The Tajik authorities established the Unified Electronic Communications Switching Center last year and required that all Internet and mobile communications traffic be run through the single state-owned telecoms provider, Tojiktelecom.  The Center centralizes all telephone and Internet communications with the aim of facilitating surveillance on the grounds of combatting terrorism and extremism.  It allows the government to have complete control over domestic communications without any safeguards.

The idea of creating a government-administered information gateway has been circulating since 2005.  The stated aim of the recurring initiative has been to prevent “illegal” communications that could undermine national security.

As it had reported earlier, the Communications Service under the Government of Tajikistan on December 18 ordered all telecommunications companies operating in the country, namely Tojiktelecom, TT Mobile, Indigo Tajikistan, Babilon M, Babilon T, Eastera, Intercom, Telecom Technology and Komintel, to suspend access to NGN accounts.  

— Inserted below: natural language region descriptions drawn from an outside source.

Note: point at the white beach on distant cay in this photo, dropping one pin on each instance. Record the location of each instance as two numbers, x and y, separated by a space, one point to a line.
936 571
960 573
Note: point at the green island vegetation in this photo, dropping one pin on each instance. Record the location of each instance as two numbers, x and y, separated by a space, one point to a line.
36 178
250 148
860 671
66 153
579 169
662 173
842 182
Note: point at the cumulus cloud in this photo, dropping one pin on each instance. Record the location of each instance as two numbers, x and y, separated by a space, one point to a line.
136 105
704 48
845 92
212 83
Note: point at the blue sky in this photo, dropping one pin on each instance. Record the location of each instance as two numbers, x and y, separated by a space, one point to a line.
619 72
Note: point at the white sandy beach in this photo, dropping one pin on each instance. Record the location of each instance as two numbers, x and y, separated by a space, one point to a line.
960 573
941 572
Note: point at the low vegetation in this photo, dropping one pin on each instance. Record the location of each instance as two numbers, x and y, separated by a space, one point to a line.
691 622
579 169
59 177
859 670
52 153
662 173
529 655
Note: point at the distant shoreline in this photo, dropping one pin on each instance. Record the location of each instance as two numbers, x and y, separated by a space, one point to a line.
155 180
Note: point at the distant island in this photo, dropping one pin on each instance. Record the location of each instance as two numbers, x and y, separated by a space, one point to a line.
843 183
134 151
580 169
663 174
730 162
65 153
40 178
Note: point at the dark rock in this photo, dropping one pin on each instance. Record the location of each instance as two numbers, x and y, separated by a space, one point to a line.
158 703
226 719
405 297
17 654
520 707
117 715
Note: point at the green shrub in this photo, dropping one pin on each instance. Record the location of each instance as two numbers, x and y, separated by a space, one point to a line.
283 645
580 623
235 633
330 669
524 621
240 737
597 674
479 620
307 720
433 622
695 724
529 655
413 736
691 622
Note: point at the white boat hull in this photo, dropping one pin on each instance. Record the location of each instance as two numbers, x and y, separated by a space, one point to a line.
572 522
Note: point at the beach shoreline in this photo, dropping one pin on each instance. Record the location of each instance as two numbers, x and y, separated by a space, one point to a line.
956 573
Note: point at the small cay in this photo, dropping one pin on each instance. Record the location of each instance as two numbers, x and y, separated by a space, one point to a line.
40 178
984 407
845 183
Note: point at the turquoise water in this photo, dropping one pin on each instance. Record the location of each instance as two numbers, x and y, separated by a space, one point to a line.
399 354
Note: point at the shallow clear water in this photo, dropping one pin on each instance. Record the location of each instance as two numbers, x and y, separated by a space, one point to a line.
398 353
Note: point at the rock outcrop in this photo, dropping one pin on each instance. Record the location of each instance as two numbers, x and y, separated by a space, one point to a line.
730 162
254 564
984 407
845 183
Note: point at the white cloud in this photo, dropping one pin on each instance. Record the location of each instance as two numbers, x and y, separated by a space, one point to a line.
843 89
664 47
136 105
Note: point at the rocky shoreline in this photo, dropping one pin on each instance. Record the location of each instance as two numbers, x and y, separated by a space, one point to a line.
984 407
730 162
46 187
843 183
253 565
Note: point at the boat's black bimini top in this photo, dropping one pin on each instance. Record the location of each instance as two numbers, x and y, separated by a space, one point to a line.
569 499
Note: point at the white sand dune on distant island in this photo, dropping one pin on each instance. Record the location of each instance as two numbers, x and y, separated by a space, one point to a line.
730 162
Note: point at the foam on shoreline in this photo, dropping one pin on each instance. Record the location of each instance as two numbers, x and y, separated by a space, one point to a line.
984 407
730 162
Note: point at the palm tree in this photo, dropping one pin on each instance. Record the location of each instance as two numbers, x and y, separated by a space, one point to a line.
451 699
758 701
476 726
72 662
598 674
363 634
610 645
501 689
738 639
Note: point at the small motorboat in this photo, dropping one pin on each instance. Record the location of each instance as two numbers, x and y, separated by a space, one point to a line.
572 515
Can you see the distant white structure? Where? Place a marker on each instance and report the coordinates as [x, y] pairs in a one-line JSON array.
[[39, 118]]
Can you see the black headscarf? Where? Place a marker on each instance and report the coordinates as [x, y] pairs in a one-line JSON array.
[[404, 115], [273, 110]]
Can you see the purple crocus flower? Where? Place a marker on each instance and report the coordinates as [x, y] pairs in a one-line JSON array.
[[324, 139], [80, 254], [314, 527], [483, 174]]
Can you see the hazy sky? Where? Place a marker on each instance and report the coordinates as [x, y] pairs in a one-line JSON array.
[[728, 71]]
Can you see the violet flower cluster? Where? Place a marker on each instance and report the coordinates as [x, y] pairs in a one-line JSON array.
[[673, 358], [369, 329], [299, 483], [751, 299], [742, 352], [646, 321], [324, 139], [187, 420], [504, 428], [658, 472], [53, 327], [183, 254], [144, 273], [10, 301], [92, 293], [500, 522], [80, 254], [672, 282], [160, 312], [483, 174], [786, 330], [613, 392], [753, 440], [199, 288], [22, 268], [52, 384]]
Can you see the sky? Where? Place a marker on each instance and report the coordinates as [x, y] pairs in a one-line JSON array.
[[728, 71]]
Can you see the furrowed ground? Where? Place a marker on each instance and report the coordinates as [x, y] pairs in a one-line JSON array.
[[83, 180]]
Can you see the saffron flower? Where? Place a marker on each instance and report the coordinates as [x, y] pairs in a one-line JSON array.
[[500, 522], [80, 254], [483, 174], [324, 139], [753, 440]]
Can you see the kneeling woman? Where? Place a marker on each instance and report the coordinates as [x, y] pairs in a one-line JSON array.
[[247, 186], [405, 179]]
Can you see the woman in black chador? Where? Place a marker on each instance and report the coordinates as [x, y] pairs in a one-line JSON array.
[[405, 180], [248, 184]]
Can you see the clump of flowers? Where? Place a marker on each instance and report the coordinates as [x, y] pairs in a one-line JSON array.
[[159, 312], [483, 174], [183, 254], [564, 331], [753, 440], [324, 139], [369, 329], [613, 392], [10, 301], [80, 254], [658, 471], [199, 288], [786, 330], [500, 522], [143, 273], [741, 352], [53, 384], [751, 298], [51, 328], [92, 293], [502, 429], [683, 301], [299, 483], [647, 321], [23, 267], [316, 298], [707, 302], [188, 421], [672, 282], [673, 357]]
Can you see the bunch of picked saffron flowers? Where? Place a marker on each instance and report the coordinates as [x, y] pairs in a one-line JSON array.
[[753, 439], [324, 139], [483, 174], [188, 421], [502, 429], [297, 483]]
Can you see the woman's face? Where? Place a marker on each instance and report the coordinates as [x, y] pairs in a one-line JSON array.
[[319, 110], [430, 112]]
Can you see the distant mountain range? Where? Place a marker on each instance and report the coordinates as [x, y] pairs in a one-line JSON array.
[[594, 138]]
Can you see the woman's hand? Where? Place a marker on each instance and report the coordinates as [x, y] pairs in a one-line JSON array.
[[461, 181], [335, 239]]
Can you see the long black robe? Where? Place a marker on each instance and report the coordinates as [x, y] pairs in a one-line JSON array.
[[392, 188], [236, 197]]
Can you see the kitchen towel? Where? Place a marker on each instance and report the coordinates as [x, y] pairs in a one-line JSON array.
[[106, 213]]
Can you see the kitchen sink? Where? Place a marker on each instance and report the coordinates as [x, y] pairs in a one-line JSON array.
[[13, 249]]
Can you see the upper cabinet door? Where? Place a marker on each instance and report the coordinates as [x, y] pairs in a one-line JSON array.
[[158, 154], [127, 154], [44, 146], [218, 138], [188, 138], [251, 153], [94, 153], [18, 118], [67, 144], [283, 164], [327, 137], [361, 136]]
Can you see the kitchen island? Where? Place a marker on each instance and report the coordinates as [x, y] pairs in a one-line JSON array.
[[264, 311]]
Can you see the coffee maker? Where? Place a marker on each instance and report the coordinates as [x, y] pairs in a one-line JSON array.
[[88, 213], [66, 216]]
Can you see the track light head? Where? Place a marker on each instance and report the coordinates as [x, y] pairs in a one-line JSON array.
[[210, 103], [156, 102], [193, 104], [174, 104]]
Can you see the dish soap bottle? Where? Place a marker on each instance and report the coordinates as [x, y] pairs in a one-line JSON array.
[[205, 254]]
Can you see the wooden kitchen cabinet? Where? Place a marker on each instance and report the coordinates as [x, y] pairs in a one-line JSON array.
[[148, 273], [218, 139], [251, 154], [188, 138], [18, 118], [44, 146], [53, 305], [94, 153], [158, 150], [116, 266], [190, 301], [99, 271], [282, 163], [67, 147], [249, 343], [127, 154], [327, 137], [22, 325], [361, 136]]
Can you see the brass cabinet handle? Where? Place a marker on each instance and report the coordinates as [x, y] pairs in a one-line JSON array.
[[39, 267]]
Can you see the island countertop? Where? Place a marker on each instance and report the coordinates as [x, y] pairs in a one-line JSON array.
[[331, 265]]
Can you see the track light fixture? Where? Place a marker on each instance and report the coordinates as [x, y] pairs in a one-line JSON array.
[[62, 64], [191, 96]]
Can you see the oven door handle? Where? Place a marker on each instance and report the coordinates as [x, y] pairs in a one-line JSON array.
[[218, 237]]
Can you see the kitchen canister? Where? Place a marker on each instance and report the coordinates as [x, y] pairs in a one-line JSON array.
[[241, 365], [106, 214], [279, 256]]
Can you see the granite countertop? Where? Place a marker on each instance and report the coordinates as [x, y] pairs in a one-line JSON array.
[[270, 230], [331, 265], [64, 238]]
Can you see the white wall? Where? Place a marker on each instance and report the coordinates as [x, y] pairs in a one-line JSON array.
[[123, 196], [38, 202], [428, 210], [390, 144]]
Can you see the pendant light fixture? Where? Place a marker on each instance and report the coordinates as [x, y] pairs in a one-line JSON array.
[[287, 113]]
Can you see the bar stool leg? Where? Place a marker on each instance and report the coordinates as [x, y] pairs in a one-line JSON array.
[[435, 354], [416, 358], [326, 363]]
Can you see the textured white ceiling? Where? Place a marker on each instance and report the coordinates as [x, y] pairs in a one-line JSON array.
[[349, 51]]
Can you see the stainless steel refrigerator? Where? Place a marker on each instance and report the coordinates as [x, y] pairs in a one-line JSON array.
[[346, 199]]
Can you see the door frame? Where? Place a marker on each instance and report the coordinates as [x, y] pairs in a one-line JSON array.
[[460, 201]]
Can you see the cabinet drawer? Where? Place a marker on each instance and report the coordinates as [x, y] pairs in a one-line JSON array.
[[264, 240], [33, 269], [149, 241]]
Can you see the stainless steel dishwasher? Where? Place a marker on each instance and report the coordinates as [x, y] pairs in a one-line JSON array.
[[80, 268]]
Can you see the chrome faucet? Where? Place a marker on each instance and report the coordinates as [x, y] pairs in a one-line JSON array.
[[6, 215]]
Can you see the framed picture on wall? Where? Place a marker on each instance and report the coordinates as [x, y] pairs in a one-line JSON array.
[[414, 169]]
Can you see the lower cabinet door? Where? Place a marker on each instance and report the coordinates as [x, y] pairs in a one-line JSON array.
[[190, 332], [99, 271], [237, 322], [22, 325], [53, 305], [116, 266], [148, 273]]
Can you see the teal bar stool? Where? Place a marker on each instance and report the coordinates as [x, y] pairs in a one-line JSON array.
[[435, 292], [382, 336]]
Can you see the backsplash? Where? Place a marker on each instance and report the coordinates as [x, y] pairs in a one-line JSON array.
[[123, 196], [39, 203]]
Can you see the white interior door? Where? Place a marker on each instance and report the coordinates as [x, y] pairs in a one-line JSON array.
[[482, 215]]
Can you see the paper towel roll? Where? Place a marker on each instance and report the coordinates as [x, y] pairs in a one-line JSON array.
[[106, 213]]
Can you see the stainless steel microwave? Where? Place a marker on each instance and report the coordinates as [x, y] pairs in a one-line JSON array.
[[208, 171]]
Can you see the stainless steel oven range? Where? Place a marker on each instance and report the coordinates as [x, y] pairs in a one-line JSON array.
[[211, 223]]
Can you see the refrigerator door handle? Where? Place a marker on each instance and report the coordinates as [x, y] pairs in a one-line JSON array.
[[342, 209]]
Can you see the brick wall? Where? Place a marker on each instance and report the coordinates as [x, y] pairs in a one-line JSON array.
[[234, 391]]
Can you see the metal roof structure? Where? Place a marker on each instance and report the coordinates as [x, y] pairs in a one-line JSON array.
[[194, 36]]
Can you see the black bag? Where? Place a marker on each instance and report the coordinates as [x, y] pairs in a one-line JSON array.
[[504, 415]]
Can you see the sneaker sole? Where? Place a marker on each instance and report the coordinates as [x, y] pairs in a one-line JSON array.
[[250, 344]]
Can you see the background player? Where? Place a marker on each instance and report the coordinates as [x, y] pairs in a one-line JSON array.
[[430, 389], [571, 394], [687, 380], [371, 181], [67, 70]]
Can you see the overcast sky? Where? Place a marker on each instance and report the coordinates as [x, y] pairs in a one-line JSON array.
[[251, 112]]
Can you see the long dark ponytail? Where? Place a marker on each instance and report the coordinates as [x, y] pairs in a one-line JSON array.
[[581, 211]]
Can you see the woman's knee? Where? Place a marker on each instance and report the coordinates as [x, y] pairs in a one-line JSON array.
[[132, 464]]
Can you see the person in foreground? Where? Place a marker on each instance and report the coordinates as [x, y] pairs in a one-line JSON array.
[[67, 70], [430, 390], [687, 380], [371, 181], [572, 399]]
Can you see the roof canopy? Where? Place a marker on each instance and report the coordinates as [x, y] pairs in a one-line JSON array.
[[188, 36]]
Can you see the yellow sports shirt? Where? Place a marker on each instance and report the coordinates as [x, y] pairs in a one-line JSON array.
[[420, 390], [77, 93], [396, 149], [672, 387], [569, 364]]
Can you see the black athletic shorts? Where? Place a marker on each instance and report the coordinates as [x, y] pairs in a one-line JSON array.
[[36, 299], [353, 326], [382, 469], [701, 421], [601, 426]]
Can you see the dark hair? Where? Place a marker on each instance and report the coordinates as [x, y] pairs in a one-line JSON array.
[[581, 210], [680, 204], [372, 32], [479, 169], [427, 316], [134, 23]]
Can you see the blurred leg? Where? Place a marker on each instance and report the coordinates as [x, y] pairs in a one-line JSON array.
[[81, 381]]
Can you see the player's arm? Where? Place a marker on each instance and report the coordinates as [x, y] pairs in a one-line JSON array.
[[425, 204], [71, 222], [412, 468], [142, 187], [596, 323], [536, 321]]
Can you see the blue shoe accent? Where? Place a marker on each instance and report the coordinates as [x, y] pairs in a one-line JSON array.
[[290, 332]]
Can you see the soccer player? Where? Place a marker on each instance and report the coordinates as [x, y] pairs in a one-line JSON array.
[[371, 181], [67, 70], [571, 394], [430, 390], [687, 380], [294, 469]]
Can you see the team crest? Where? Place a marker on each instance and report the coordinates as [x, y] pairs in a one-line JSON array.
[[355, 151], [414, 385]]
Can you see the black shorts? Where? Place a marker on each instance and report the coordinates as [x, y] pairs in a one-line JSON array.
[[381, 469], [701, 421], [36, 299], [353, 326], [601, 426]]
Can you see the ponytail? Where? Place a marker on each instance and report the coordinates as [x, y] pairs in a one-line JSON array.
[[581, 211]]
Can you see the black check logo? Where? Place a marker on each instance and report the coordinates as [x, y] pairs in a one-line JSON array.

The communications service agency insisted the move against the next-generation network is strictly about security.

Meanwhile, sources inside the communications service agency, however, said that the government’s real motive was to ramp up revenues.

The Prosecutor-General’s Office is reportedly investigating legality of suspending access to NGN accounts.

All telecommunications companies in Tajikistan providing access to the next-generation network (NGN) accounts last week received letters from the Prosecutor-General’s Office with solicitation to give detailed information on that issue. 

The Prosecutor-General’s Office wants to know how the companies provide access to the NGN accounts and on the basis of what decision they suspended access to the NGN accounts.